The Independent Republic of Benimaclet
If you were to ask a random pool of Valencians which they consider to be the city’s hippest neighborhood… well, Ruzafa would probably be the winner. But it wouldn’t be a blow-out. The northern district of Benimaclet is smaller and less well-known, but it has a young population, excellent restaurants, and a cool vibe all its own.
Found to the northeast of the Viveros Gardens, Benimaclet had been a separate town until 1878, when it was swallowed up by the ever-expanding Valencia. But its spirit of independence persists to this day, with tongue-in-cheek signs welcoming visitors to the “República Independiente de Benimaclet.”
This is a neighborhood of contrasts. You’ll be walking down some boring sidewalk, past generic high-rises from the 1960s, wondering why anyone would praise Benimaclet. And then you turn the corner, onto Calle de Cuenca Tramoyeres for example, and the neighborhood suddenly reveals its true self. The ugly architecture disappears, the shops become more cute and distinctive, and there are a ton of popular restaurants and bars, all of which look great. It’s almost as though Benimaclet has made the conscious decision to hide its secret heart; you have to be willing to search it out.

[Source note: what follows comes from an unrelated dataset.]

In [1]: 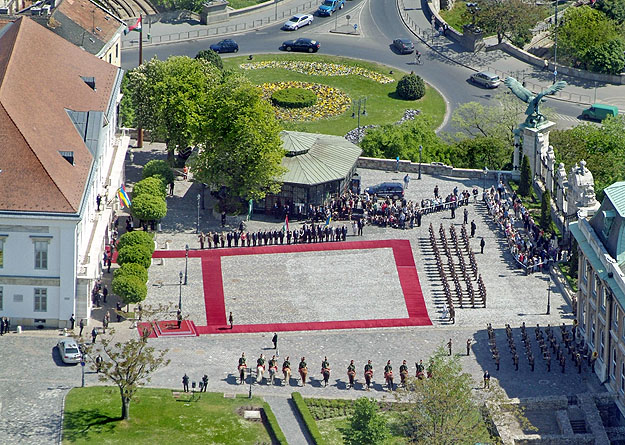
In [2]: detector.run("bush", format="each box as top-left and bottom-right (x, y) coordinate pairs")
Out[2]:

Benimaclet is split roughly in two by Calle Doctor Vicente Zaragoza. The classic neighborhood, with the more popular establishments and the charming Plaza de Benimaclet, is north of this busy boulevard, and is what people generally mean when they refer to “Benimaclet.” But the southern section isn’t bad either. There’s a nice atmosphere on the Calle de la Guardia Civil, which is a wide pedestrian street with trees, parks and a few good restaurants.

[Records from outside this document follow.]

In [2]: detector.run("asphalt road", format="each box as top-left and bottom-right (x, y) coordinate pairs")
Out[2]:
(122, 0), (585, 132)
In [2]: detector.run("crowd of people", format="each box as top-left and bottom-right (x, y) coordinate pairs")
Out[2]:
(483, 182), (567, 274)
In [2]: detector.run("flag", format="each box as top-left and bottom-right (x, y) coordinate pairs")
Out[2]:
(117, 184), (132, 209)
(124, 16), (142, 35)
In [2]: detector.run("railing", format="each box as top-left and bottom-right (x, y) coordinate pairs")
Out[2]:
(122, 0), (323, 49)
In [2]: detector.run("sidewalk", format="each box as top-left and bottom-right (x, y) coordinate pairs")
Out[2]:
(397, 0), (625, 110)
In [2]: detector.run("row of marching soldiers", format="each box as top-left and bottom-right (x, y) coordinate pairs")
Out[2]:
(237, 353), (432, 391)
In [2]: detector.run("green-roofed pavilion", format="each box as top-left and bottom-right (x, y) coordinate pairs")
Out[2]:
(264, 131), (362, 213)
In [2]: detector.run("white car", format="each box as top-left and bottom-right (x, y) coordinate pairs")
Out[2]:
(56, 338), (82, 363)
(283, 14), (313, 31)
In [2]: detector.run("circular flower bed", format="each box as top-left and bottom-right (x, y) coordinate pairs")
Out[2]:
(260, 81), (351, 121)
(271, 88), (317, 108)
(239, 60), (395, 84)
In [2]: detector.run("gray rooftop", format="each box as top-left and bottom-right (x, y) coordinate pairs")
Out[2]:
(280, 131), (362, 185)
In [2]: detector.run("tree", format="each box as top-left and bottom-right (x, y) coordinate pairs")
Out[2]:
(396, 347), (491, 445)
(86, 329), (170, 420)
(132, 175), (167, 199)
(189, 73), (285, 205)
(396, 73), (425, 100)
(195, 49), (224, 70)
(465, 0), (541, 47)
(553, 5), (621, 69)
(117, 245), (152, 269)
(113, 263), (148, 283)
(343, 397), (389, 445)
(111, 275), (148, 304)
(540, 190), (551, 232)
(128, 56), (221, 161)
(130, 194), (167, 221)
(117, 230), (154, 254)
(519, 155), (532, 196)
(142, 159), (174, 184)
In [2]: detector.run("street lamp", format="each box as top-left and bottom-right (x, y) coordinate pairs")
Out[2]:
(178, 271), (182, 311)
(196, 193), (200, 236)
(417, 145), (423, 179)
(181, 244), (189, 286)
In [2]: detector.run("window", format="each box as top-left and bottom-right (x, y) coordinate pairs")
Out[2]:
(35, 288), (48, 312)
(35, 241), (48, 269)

Although they’re not technically within the neighborhood’s boundaries, two of our favorite examples of Valencia’s weird modern architecture border Benimaclet. First is the Torre de Miramar, an inexplicable 45-meter-high tower in the middle of a busy roundabout. The idea was to allow people to access its roof-top terrace for a view the sea, but the Torre Miramar was closed almost immediately after opening in 2009. Today this €24 million dollar structure stands unused and slowly rusting; an exemplar of the city’s often-questionable urban planning.

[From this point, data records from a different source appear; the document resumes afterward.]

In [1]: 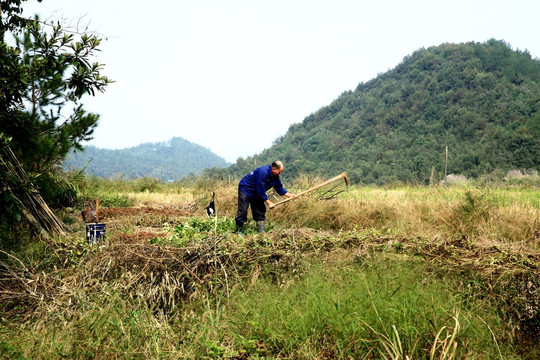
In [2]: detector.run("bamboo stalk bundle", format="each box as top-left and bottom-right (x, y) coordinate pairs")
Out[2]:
(0, 146), (66, 235)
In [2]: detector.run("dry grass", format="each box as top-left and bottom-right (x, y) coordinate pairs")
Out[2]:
(0, 182), (540, 358)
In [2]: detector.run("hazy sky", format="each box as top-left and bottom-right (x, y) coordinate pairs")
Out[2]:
(24, 0), (540, 162)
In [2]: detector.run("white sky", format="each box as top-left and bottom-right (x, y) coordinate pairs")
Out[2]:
(24, 0), (540, 162)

Just as strange is the Espai Verd Urbanization, a massive apartment complex on Calle de Diógenes López Mechó. Overgrown with vines and vegetation, and with huge gardens on many of the floors, this building looks more like a natural hill than a man-made building. It’s seriously as though Mother Nature got drunk and had a one-night-stand with Human Architecture, and this monstrosity is their hideous love-child. Apparently, people do actually live there… and I still haven’t decided if that’s awful or awesome.